Elle avait dit ça sans penser à mal, mais pour une fois M. Griboux trouva le jeu de mots indélicat. Il se contenta de froncer les sourcils comme un enfant vexé.
– D’abord, poursuivit Juline, ce n’est pas vrai que vous êtes fatigué de peindre, et ensuite, vous allez me faire culpabiliser, avec vos grimaces. Si je me suis inscrite à l’école, c’est à cause de vous !
– Je sais, je sais. J’aurai au moins fait quelque chose d’utile cet été.
Juline s’assit à côté de lui sur le canapé.
– Enfin, monsieur Griboux, reprenez-vous ! Sans blague, vous croyiez vraiment que j’allais vous laisser tomber comme ça, vous et le tableau ? Je pars, mais je ne vous laisse pas les mains vides.
Elle sortit un tube de peinture de son sac de courses et le glissa dans la main de M. Griboux.

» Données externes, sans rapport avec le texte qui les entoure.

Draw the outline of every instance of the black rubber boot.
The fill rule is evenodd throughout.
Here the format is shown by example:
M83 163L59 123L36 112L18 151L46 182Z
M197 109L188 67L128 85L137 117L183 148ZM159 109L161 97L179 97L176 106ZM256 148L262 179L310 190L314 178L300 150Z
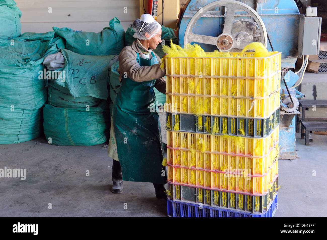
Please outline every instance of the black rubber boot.
M164 184L154 183L153 186L156 190L156 197L159 199L167 199L167 194L165 192L166 189L164 186Z
M118 161L113 160L112 163L112 187L111 191L114 193L121 193L123 192L123 173L120 164Z

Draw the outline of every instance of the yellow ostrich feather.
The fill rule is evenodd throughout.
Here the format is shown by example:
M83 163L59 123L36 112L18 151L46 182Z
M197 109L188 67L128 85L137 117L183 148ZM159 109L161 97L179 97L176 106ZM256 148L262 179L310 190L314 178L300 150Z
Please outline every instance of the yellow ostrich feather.
M171 130L171 115L168 116L168 118L167 120L167 123L166 124L166 127L168 130Z
M167 158L165 157L164 157L163 159L163 161L161 163L161 165L164 166L163 167L163 168L164 168L164 167L167 166Z
M206 118L205 123L204 123L204 130L208 132L211 132L211 125L210 122L210 117L207 117Z
M198 189L198 200L200 202L202 202L203 197L202 196L202 190L201 188Z
M202 123L202 117L199 116L198 117L198 121L196 123L197 128L199 131L202 131L202 126L203 124Z
M175 115L175 123L174 124L174 131L178 131L180 130L180 117L178 114Z

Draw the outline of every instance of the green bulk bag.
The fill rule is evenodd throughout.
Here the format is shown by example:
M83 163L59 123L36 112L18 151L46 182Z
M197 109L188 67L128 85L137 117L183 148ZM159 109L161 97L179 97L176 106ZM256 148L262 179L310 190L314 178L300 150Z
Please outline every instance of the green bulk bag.
M0 107L0 144L18 143L38 137L42 120L42 108L30 110Z
M22 12L13 0L0 0L0 40L19 37L22 32Z
M88 146L105 142L109 137L109 107L106 100L96 107L57 107L45 104L43 108L44 133L51 144Z
M79 97L74 98L52 87L48 87L48 103L53 106L59 107L79 108L96 107L102 101L102 99L93 97Z
M119 82L119 74L117 70L119 67L119 62L116 62L111 65L110 70L110 76L109 77L109 86L110 89L109 96L111 102L113 102L118 92L118 89L120 86Z
M61 52L65 67L56 70L62 71L62 75L60 79L50 79L52 86L74 97L90 96L106 100L109 64L114 56L82 55L67 49Z
M14 40L20 41L34 41L39 40L42 41L46 41L52 40L55 38L55 32L47 32L44 33L38 33L26 32L24 33L20 36L15 38Z
M111 65L110 71L110 76L109 78L109 88L110 89L109 94L110 99L112 102L113 102L115 98L117 95L118 92L118 88L120 86L120 83L119 82L119 74L118 73L118 67L119 66L119 62L116 62ZM156 95L156 98L158 104L161 103L163 104L166 102L166 95L161 93L154 88L153 88L154 93Z
M47 89L40 73L44 58L58 51L51 41L0 41L0 107L33 110L45 103Z
M54 27L58 36L66 40L66 48L82 55L118 55L125 47L125 31L120 22L114 18L99 33L82 32L64 27ZM89 44L89 45L87 45Z

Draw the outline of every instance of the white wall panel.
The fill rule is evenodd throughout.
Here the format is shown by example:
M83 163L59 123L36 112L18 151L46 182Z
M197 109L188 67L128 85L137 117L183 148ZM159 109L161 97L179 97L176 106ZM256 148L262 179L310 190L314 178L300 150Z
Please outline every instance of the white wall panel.
M45 32L52 31L53 26L98 32L115 17L126 31L139 17L138 0L17 0L16 2L23 14L22 33ZM48 12L49 7L52 13ZM127 12L124 12L125 7Z

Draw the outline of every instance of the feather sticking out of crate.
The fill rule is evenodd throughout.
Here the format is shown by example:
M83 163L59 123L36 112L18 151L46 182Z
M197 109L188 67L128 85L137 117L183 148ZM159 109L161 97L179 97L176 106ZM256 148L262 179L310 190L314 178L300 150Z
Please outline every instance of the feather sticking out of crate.
M238 194L238 208L243 209L243 194Z
M166 124L166 127L168 130L171 130L171 115L168 116L168 118L167 120L167 123Z
M200 202L202 202L203 197L202 196L202 189L201 188L198 189L198 200Z
M208 133L211 132L211 124L210 121L210 117L207 117L206 118L206 122L204 123L204 131Z
M174 131L178 131L180 129L180 117L178 114L175 115L175 124L174 124Z
M164 166L163 167L163 168L167 166L167 158L165 157L164 157L163 159L163 161L161 163L161 165Z

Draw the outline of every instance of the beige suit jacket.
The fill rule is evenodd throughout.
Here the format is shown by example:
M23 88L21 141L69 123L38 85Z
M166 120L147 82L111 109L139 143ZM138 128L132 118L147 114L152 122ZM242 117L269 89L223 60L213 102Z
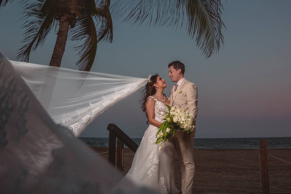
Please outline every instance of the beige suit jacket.
M195 125L198 112L198 92L196 85L185 79L174 92L175 88L174 85L171 90L170 103L174 106L180 106L189 112L193 118ZM182 92L179 93L179 90Z

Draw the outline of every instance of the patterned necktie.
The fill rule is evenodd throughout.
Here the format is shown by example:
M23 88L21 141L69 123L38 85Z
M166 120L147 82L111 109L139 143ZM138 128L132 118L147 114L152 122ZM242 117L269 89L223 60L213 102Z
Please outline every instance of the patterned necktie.
M176 90L177 90L177 88L178 87L178 84L175 84L175 92L176 92Z

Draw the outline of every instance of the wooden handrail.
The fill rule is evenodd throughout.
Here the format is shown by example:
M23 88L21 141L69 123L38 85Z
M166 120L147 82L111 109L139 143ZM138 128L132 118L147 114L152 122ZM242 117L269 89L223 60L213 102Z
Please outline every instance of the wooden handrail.
M133 152L135 153L136 152L139 145L115 124L110 123L108 124L107 129L109 131L109 133L112 132L117 138Z
M125 145L135 153L139 147L139 146L130 139L125 133L114 123L110 123L107 127L109 131L109 149L108 161L115 166L116 139L117 139L117 154L116 167L117 168L123 171L123 145Z
M267 165L267 144L266 139L260 139L260 165L261 184L263 194L269 194L269 179Z

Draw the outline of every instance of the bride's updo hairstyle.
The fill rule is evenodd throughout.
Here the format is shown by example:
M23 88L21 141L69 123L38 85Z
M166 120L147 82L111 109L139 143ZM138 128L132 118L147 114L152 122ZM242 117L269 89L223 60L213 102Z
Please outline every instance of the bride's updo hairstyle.
M148 82L146 83L146 87L142 91L142 95L143 97L140 102L142 103L142 109L143 112L146 113L147 117L148 117L148 115L146 114L146 101L149 96L153 95L156 94L156 88L154 86L154 84L157 83L157 77L158 75L159 74L156 74L151 77L149 79L149 82ZM148 119L146 122L146 123L149 123Z

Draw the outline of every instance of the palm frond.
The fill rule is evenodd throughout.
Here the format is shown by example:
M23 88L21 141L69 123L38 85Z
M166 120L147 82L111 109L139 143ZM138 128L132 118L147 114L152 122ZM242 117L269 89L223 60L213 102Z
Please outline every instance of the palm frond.
M91 70L98 42L112 42L113 25L109 10L110 0L100 1L96 6L93 0L87 1L84 6L87 13L84 17L77 20L75 26L69 32L69 38L71 40L85 40L81 45L74 47L79 51L79 59L76 65L80 71ZM94 16L92 17L91 15Z
M94 19L97 29L98 42L108 41L112 42L113 39L113 25L109 9L110 0L102 0L97 6L100 11L96 14Z
M95 59L98 40L96 29L92 16L87 14L78 20L70 32L72 40L85 40L81 45L74 48L79 51L79 60L76 65L79 71L90 71Z
M28 62L30 52L43 46L52 28L56 27L54 11L57 1L38 0L24 5L22 22L22 28L25 30L23 45L17 53L18 59Z
M118 0L110 8L112 17L133 24L186 28L207 58L218 52L224 41L220 0ZM224 26L225 27L225 26Z

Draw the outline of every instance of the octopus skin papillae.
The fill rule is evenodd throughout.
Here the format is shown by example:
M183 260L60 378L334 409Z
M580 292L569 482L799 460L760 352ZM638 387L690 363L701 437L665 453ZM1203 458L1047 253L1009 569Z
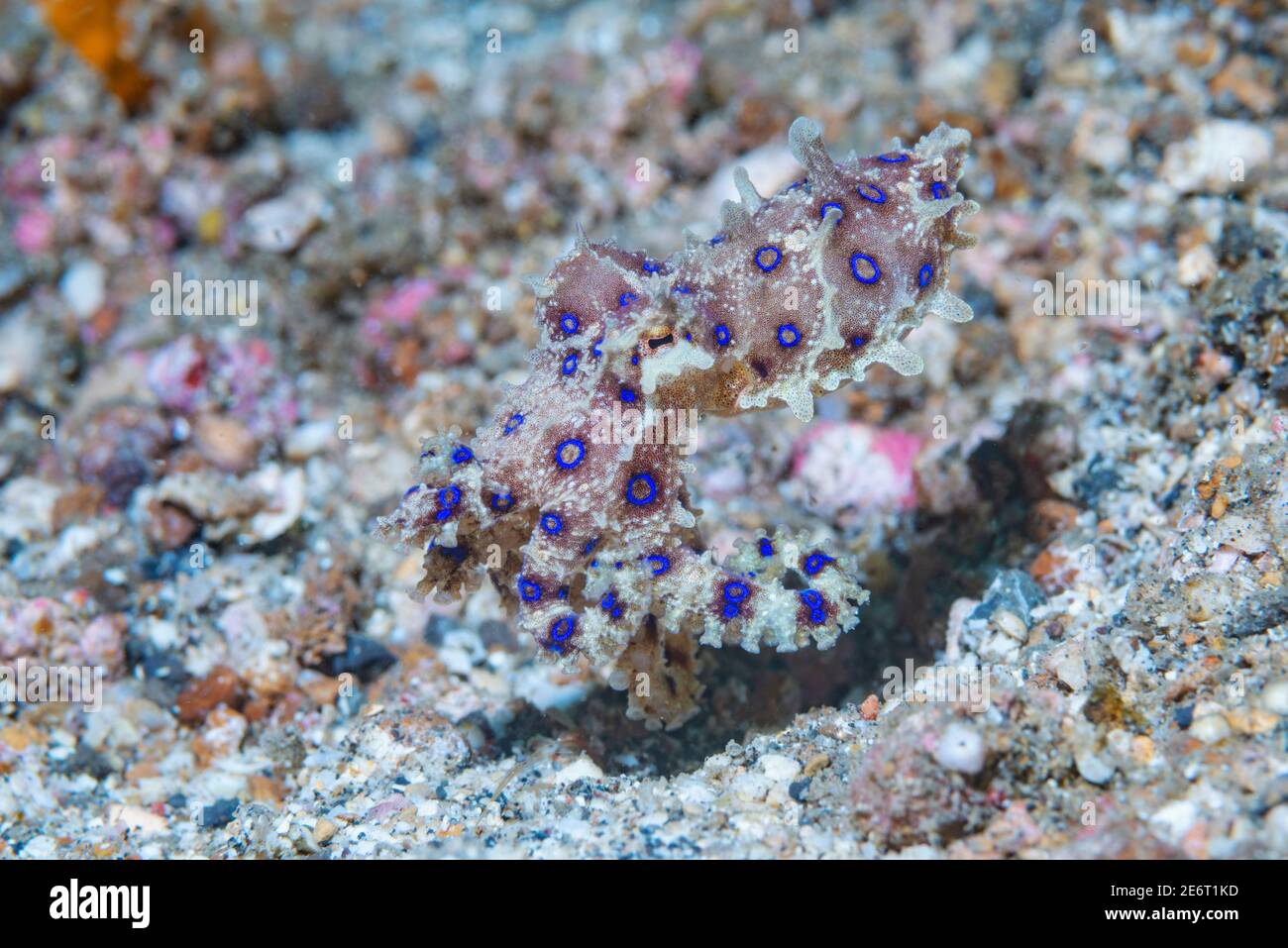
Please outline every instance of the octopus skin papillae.
M805 176L761 197L737 169L710 240L665 260L577 237L535 281L541 343L473 442L425 439L416 479L379 531L424 553L420 596L459 596L488 573L542 654L586 659L629 694L627 716L676 728L698 708L698 647L831 647L868 592L838 550L761 531L717 562L684 483L685 448L596 437L614 406L738 415L814 395L903 345L948 291L970 135L940 125L914 147L835 162L811 121L788 133ZM500 551L500 554L497 553Z

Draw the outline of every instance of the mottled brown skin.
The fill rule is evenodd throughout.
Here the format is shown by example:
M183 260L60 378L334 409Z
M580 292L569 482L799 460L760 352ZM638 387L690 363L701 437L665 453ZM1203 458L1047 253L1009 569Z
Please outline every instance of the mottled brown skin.
M900 340L926 313L970 318L947 290L952 250L972 243L956 193L966 133L841 164L806 120L790 139L806 176L766 200L739 169L743 200L711 241L654 260L580 238L536 285L527 381L473 444L426 441L421 486L381 524L428 547L421 594L471 589L486 567L544 652L609 670L653 725L693 714L697 643L826 648L867 592L840 551L781 531L716 563L685 446L623 443L603 419L786 403L808 420L815 394L873 362L920 371Z

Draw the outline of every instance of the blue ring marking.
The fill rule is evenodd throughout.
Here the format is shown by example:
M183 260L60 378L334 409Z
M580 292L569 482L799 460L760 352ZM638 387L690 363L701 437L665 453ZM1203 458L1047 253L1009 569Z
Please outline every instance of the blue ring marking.
M761 261L760 256L761 256L761 254L765 254L765 252L770 252L770 254L773 254L773 255L774 255L774 260L773 260L773 263L769 263L769 264L766 264L766 263ZM779 264L779 263L782 261L782 259L783 259L783 251L782 251L782 250L779 250L778 247L775 247L775 246L774 246L774 245L772 245L772 243L766 243L766 245L765 245L765 246L762 246L762 247L757 247L757 249L756 249L756 252L755 252L755 254L752 255L752 258L751 258L751 259L752 259L752 260L755 260L755 261L756 261L756 265L757 265L757 267L760 267L760 269L762 269L762 270L764 270L765 273L773 273L773 272L774 272L774 268L775 268L775 267L777 267L777 265L778 265L778 264Z
M867 260L868 265L872 267L871 277L859 276L859 260ZM850 258L850 273L853 273L854 278L858 280L860 283L875 283L878 280L881 280L881 268L877 267L877 261L873 260L867 254L855 254L854 256Z
M872 194L876 194L876 197L873 197L872 194L869 194L868 191L864 191L863 188L867 188L868 191L871 191ZM868 184L867 182L863 182L863 184L858 185L854 191L864 201L871 201L872 204L885 204L885 192L881 188L878 188L876 184Z
M648 484L648 496L647 497L636 497L635 496L635 484L638 484L640 482ZM654 483L652 474L636 474L626 484L626 500L629 500L631 504L634 504L638 507L641 507L645 504L652 504L654 497L657 497L657 484Z
M747 589L747 583L738 582L737 580L730 580L729 582L725 583L724 592L725 592L725 599L728 599L730 603L741 603L743 599L747 598L747 594L751 592L751 590Z
M563 618L555 620L550 625L550 640L551 641L563 641L569 635L572 635L574 631L577 631L577 617L576 616L564 616Z
M819 569L826 567L828 563L835 563L836 560L823 553L811 553L805 558L805 574L814 576Z
M564 448L576 448L577 457L571 461L564 461ZM559 447L555 448L555 464L558 464L564 470L572 470L586 457L586 446L578 438L569 438L568 441L559 442Z

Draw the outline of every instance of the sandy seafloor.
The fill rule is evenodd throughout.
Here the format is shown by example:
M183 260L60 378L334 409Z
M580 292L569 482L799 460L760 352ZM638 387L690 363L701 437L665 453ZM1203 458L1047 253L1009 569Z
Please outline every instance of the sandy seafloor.
M106 670L97 712L0 706L0 858L1288 855L1282 5L117 15L130 112L0 13L0 665ZM828 652L705 649L650 732L371 531L524 376L523 274L577 223L712 229L799 115L972 133L975 319L809 426L703 424L707 541L809 531L872 602ZM157 314L174 272L258 281L255 325ZM1036 313L1057 277L1139 309ZM908 661L987 697L884 693Z

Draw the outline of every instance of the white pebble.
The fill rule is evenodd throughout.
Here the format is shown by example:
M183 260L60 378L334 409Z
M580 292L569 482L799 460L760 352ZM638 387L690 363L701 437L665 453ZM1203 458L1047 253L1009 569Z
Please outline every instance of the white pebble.
M949 724L935 744L935 760L949 770L978 774L984 769L984 738L965 724Z
M103 305L103 265L94 260L77 260L58 283L67 305L81 319L93 316Z

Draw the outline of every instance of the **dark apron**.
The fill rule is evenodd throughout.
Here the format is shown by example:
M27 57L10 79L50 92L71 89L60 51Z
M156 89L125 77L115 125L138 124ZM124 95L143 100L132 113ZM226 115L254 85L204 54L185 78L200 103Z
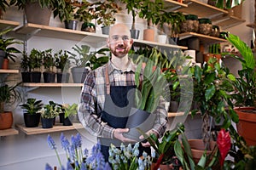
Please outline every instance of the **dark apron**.
M103 110L101 111L102 121L114 128L125 128L126 122L131 107L134 106L134 95L136 86L110 86L108 77L108 68L106 73L106 96ZM108 150L110 144L119 147L121 141L116 139L98 138L101 144L101 150L105 161L108 161ZM124 144L127 145L128 144ZM150 155L150 147L143 147L140 144L140 156L145 151Z

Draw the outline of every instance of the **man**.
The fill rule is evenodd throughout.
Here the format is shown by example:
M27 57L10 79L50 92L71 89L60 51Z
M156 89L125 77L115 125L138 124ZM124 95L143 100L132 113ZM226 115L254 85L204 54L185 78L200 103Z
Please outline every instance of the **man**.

– Quelle couleur ? demanda le peintre.
– Devinez !
M. Griboux tourna et retourna le tube entre ses doigts. Il frotta la gangue de métal entre son pouce et son index, à la recherche d’aspérités, d’indices qui puissent le mettre sur la bonne piste. Du Braille, peut-être ? Il n’avait jamais pris le temps d’apprendre l’alphabet, mais il s’imaginait capable de reconnaître d’instinct les mots “blanc” ou “noir”. D’une main, Juline arrêta ses gesticulations inutiles. De l’autre, elle dévissa le bouchon du tube, puis elle plaça le goulot sous le nez de M. Griboux.
– Sentez.
M. Griboux renfila l’air à grand bruit. Après une courte pause, il s’écria :
– Paprika !
– Oui !
– Alors, c’est du rouge ?
Et sans attendre la réponse, il plongea la main dans le sac de Juline. Il en retira une pleine poignée de tubes qu’il déboucha l’un après l’autre et fit défiler sous ses narines. On aurait dit un joueur de flute de pan qui jouait de son instrument avec le nez.
– Menthe. Citron. Châtaigne. Pamplemousse. Réglisse.
Il posa soigneusement les tubes sur la table et prit les mains de Juline dans les siennes.
– Juline, c’est formidable. Vous êtes formidable.
– J’ai copié sur une feuille la recette de chaque tube, au cas où vous auriez besoin d’en refaire. Ma tante se fera un plaisir de vous cuisiner ça !
M. Griboux ne répondit rien. Derrière ses éternelles lunettes noires, Juline vit rouler deux larmes timides. Il ne prit pas la peine de les essuyer.